在计算机视觉、图形学和其他领域中,找到3D形状之间的对应关系是一个重要且长期存在的问题。一个突出的挑战是部分到部分形状匹配设置,当匹配的形状只被部分观察时(例如从3D扫描中观察)。尽管在实践中部分到部分匹配是一个高度相关的设置,但很少被探索。我们的工作通过利用几何一致性作为强大的约束,将现有的(相当 artificial)3D完整形状匹配和部分到部分现实世界设置相桥。我们证明了在各种设置中确实可以解决这个问题。对于第一次,我们在部分到部分匹配上实现了几何一致性,这是通过基于三角函数空间的新颖整数非线性规划形式论和基于线性整数规划的新裁剪算法来实现的。此外,我们还为部分到部分形状匹配生成了一个新的跨类数据集。我们证明了我们的方法在已建立的内类数据集和我们的新跨类数据集上的表现都超过了当前的最好的方法。

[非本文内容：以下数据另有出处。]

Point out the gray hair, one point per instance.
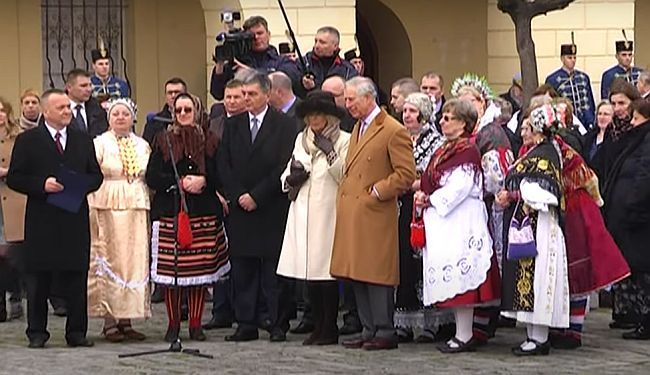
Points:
(464, 111)
(364, 86)
(280, 80)
(330, 30)
(261, 79)
(406, 86)
(422, 103)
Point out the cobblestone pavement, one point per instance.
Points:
(604, 352)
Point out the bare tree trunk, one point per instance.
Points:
(527, 56)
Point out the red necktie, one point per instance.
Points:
(57, 140)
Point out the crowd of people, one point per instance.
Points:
(426, 219)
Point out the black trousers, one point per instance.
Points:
(252, 278)
(73, 290)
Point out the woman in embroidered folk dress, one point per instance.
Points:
(458, 269)
(496, 156)
(118, 278)
(535, 275)
(205, 260)
(312, 178)
(409, 310)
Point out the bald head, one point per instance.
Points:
(336, 86)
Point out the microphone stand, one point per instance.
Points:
(176, 346)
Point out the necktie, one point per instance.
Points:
(254, 129)
(57, 140)
(80, 119)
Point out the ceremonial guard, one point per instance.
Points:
(105, 85)
(574, 85)
(624, 68)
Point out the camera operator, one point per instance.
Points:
(324, 60)
(263, 57)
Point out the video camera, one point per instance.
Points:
(234, 43)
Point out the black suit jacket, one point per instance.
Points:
(255, 169)
(96, 119)
(55, 239)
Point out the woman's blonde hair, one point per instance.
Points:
(13, 129)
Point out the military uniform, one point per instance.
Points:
(575, 86)
(631, 75)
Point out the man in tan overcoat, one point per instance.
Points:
(379, 167)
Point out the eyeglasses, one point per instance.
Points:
(184, 109)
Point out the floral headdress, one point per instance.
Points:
(475, 81)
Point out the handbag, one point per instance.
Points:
(184, 235)
(521, 241)
(418, 235)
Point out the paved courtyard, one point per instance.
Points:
(604, 352)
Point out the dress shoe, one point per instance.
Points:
(37, 343)
(172, 334)
(216, 323)
(538, 349)
(277, 335)
(564, 342)
(243, 335)
(83, 343)
(353, 343)
(197, 334)
(350, 328)
(16, 310)
(304, 326)
(459, 347)
(60, 311)
(380, 343)
(641, 333)
(617, 324)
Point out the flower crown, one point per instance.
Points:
(130, 104)
(475, 81)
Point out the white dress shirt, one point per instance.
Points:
(63, 132)
(260, 119)
(73, 107)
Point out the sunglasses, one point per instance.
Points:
(184, 109)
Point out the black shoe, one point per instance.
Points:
(641, 333)
(243, 335)
(266, 325)
(277, 335)
(304, 326)
(197, 334)
(83, 343)
(540, 349)
(564, 342)
(461, 347)
(60, 311)
(404, 335)
(216, 323)
(37, 343)
(158, 295)
(172, 334)
(617, 324)
(350, 328)
(16, 310)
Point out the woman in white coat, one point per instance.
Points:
(312, 178)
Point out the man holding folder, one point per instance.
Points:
(56, 167)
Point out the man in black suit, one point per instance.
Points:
(88, 115)
(56, 241)
(173, 87)
(254, 152)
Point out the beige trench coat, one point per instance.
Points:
(365, 243)
(13, 203)
(309, 234)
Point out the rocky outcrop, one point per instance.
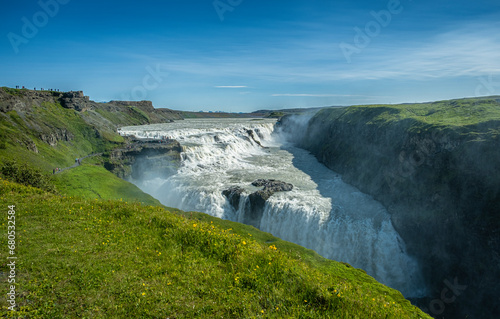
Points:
(254, 207)
(55, 136)
(76, 100)
(440, 183)
(233, 195)
(141, 159)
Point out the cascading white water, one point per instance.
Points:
(321, 213)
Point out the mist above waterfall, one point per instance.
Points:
(321, 212)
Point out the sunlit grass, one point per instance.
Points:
(90, 258)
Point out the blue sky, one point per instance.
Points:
(243, 55)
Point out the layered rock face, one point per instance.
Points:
(441, 185)
(254, 207)
(139, 159)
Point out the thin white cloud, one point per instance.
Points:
(230, 86)
(313, 95)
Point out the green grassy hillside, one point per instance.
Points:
(436, 167)
(95, 246)
(91, 258)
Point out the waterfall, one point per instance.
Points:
(321, 212)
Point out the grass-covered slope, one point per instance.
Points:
(436, 167)
(91, 258)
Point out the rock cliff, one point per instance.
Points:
(436, 167)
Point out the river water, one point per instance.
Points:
(321, 212)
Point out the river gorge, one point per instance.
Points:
(321, 212)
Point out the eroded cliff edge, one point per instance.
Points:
(436, 167)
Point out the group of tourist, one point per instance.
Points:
(51, 90)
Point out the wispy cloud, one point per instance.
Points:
(314, 95)
(230, 86)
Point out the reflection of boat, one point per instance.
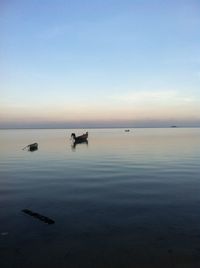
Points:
(32, 147)
(79, 139)
(73, 146)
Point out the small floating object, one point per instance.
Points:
(32, 147)
(79, 139)
(38, 216)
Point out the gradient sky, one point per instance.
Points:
(67, 63)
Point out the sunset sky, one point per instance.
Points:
(96, 63)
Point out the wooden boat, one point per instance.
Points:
(32, 147)
(79, 139)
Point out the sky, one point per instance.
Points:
(102, 63)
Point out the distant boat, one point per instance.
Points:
(32, 147)
(79, 139)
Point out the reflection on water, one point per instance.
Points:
(74, 144)
(122, 200)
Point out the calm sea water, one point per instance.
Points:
(125, 199)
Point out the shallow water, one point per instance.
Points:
(125, 199)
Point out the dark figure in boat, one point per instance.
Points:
(32, 147)
(79, 139)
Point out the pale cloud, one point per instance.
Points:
(153, 97)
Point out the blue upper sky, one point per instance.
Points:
(69, 63)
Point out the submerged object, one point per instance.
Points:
(38, 216)
(79, 139)
(32, 147)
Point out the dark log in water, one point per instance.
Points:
(38, 216)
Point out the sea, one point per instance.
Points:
(123, 199)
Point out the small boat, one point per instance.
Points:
(79, 139)
(32, 147)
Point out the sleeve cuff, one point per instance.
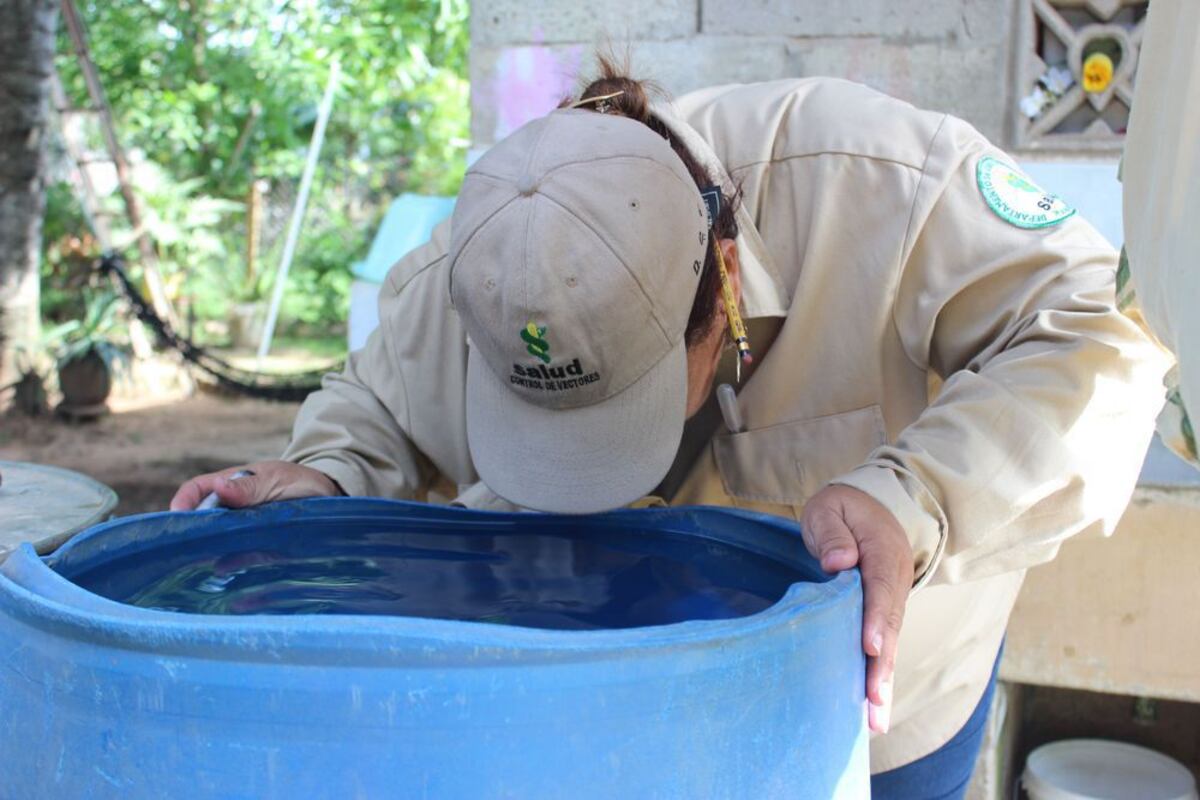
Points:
(913, 506)
(347, 476)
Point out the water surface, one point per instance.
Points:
(550, 578)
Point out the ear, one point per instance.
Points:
(732, 266)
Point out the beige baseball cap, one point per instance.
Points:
(575, 253)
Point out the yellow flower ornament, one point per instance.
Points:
(1097, 72)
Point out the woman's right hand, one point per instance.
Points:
(270, 480)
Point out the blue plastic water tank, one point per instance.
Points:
(103, 699)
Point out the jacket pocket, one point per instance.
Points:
(790, 462)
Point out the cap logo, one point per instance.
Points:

https://arxiv.org/abs/2404.12209
Language models (LMs) trained on vast quantities of text data can acquire sophisticated skills such as generating summaries, answering questions or generating code. However, they also manifest behaviors that violate human preferences, e.g., they can generate offensive content, falsehoods or perpetuate social biases. In this thesis, I explore several approaches to aligning LMs with human preferences. First, I argue that aligning LMs can be seen as Bayesian inference: conditioning a prior (base, pretrained LM) on evidence about human preferences (Chapter 2). Conditioning on human preferences can be implemented in numerous ways. In Chapter 3, I investigate the relation between two approaches to finetuning pretrained LMs using feedback given by a scoring function: reinforcement learning from human feedback (RLHF) and distribution matching. I show that RLHF can be seen as a special case of distribution matching but distributional matching is strictly more general. In chapter 4, I show how to extend the distribution matching to conditional language models. Finally, in chapter 5 I explore a different root: conditioning an LM on human preferences already during pretraining. I show that involving human feedback from the very start tends to be more effective than using it only during supervised finetuning. Overall, these results highlight the room for alignment techniques different from and complementary to RLHF.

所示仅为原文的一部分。